The unemployment rate in Maryland rose from 7% in June to 7.1% in July, writes Ryan Sharrow of the Baltimore Business Journal.

HELPING EX-CONS: The editorial board for the Sun, addressing one of Attorney General and gubernatorial candidate Doug Gansler’s proposals to improve prison conditions, writes that there are many barriers to helping former convicts stay out of jail including housing, employment and health care.

EX-ATTY GENS BACK FROSH: Two former Maryland attorneys general will endorse state Sen. Brian Frosh for the office, praising his character and record of service in the General Assembly, reports the Sun’s Michael Dresser. Joe Curran and Stephen Sachs will throw their support behind Frosh, a Montgomery County Democrat, at a news conference today in Baltimore.

COMPTROLLER COINS REVIVED: Comptroller Peter Franchot is seeking to capture some of the Louie Goldstein magic by distributing his own version of Goldstein’s souvenir coins, which bore the inscription “God Bless Y’all Real Good.” Franchot’s are larger and heavier than the Goldstein baubles, but Franchot acknowledges the source of his inspiration.

14 SEEK PIPKIN’S SEAT: Fourteen Eastern Shore Republicans have applied to fill the District 36 Senate seat of Senate Minority Leader E.J. Pipkin, who resigned as of Aug. 12 and is moving to Texas, according to MarylandReporter.com.

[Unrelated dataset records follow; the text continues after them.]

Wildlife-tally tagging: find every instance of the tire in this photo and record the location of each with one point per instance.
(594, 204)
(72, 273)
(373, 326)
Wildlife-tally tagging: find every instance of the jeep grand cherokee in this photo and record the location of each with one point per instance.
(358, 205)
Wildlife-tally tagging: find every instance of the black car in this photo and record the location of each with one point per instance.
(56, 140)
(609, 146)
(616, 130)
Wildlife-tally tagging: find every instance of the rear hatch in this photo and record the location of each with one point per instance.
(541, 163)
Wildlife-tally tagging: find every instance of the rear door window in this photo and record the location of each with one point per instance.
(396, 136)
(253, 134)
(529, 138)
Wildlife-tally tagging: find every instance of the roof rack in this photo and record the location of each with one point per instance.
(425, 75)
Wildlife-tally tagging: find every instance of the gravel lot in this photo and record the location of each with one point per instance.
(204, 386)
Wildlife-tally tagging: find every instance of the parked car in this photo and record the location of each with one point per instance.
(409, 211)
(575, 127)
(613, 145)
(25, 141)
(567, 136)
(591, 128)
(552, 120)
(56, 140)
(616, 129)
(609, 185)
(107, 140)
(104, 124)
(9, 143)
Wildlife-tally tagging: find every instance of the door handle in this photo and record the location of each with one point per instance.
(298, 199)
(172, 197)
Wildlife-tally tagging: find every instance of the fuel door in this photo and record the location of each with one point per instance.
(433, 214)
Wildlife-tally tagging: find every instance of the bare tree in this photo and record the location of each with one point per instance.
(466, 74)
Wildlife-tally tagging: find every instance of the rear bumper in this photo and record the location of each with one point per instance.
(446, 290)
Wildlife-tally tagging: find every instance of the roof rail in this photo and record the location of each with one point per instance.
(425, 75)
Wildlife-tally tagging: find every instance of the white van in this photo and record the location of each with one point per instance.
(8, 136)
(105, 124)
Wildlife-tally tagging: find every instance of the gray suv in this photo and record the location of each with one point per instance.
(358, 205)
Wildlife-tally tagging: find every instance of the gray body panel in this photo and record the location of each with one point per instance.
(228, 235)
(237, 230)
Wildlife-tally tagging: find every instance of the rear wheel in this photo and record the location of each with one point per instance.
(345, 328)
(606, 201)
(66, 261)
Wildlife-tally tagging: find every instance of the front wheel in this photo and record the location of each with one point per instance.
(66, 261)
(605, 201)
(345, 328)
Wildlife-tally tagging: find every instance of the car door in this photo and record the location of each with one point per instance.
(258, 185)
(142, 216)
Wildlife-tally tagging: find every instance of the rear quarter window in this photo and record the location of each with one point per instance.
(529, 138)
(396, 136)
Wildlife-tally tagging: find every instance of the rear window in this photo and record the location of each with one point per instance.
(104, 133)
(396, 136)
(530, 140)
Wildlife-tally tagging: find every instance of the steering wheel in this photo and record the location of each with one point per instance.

DEM SEEKS KITTLEMAN SEAT: Senate President Mike Miller traveled more than an hour to Ellicott City from his Chesapeake Beach home for breakfast Monday to introduce a Democratic candidate for the Senate in District 9 that is being vacated by Republican Allan Kittleman, who is running for Howard County executive, writes Len Lazarick for MarylandReporter.com.

GANSLER’S GAFFE WASN’T: In an interesting piece for his politicalmaryland.com blog, Barry Rascovar asks – and answers – questions surrounding gubernatorial candidate Doug Gansler’s recent “gaffe” concerning opponent Anthony Brown and race and whether it was playing the race card or just truth-telling.

In agreement with Rascovar is professor Richard Vatz, who argues in the op-ed in the Sun, that you cannot run a campaign without implying that you are a better candidate than your opponent and/or saying he or she has not made the case for his or her candidacy. People who resent such campaigning in primaries simply resent the fact of primary challenges.

DON’T RUN FOR PRES: Sun columnist Susan Reimer tells Gov. Martin O’Malley that if he wants to do good, he shouldn’t run for president.

FREDERICK COMMISSIONERS SUED: Assisted-living residents, charitable givers and several others have filed a lawsuit against Frederick County commissioners seeking to prevent two county-owned care centers from being sold to a for-profit company, reports Bethany Rodgers for the Frederick News-Post.

HARBOR POINT DEAL: Opinionmakers at the Sun write that news that developer Michael Beatty intends to buy the first round of Harbor Point bonds is a modestly pleasant surprise but a reminder of the lack of transparency in this Baltimore City deal.